Non. Les données montrent un bénéfice quand l’isomaltulose est intégré en complément, notamment en fin de course. Un remplacement total peut réduire la disponibilité rapide de glucides nécessaire en début d’effort ou lors des relances.
Où trouver de l’isomaltulose pour la nutrition sportive ?
Il est commercialisé sous le nom Palatinose™ par BENEO et intégré par plusieurs marques de nutrition sportive dans leurs boissons ou barres énergétiques longue durée. Vérifie la liste des ingrédients pour repérer sa présence.
L’isomaltulose provoque-t-il des troubles digestifs ?
À dose modérée et bien répartie, non. Mais une étude de 2015 (Oosthuyse et al.) a montré qu’à très haute dose et fréquence élevée, l’isomaltulose peut causer un inconfort digestif. Introduis-le progressivement à l’entraînement avant de le tester en course.
L’isomaltulose convient-il aussi au trail de moins de 3h ?

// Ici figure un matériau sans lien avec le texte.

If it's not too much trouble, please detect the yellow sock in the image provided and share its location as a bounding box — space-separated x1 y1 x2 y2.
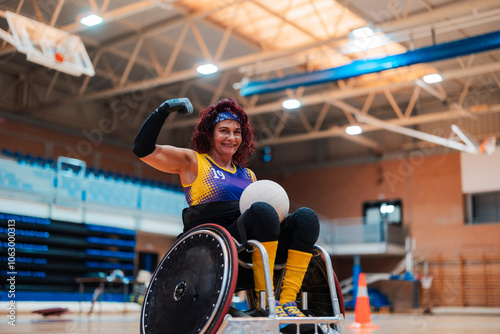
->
280 249 312 305
252 241 278 296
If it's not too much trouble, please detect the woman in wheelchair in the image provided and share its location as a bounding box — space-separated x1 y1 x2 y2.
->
133 98 319 330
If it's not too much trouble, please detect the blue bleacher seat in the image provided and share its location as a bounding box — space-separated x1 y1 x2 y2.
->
2 148 14 158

Son intérêt est surtout démontré sur les efforts longs (5h et plus), où la stabilité glycémique devient déterminante. Sur un format court, les glucides rapides restent la priorité.
Sources
Hamilton RA, Xia R, Nicholas C, Churm R, McCarthy OM, Bracken RM (2025). Glycaemic Impact of Low- and High-Glycaemic Index Carbohydrate Diets in Ultra-Endurance Athletes: Insights From Continuous Glucose Monitoring. European Journal of Sport Science, 25(12):e70092. DOI : 10.1002/ejsc.70092
BENEO (juin 2026). Lasting energy management for ultra-endurance athletes. https://www.beneo.com/news/palatinose-energy-management
Oosthuyse T et al. (2015). Ingesting Isomaltulose Versus Fructose-Maltodextrin During Prolonged Moderate-Heavy Exercise Increases Fat Oxidation but Impairs Gastrointestinal Comfort and Cycling Performance. International Journal of Sport Nutrition and Exercise Metabolism. PubMed
UTMB 2025 : victoire de Courtney Dauwalter ; Western States 100 2026, favorites en tête d’affiche — source BPMoov, juin 2026.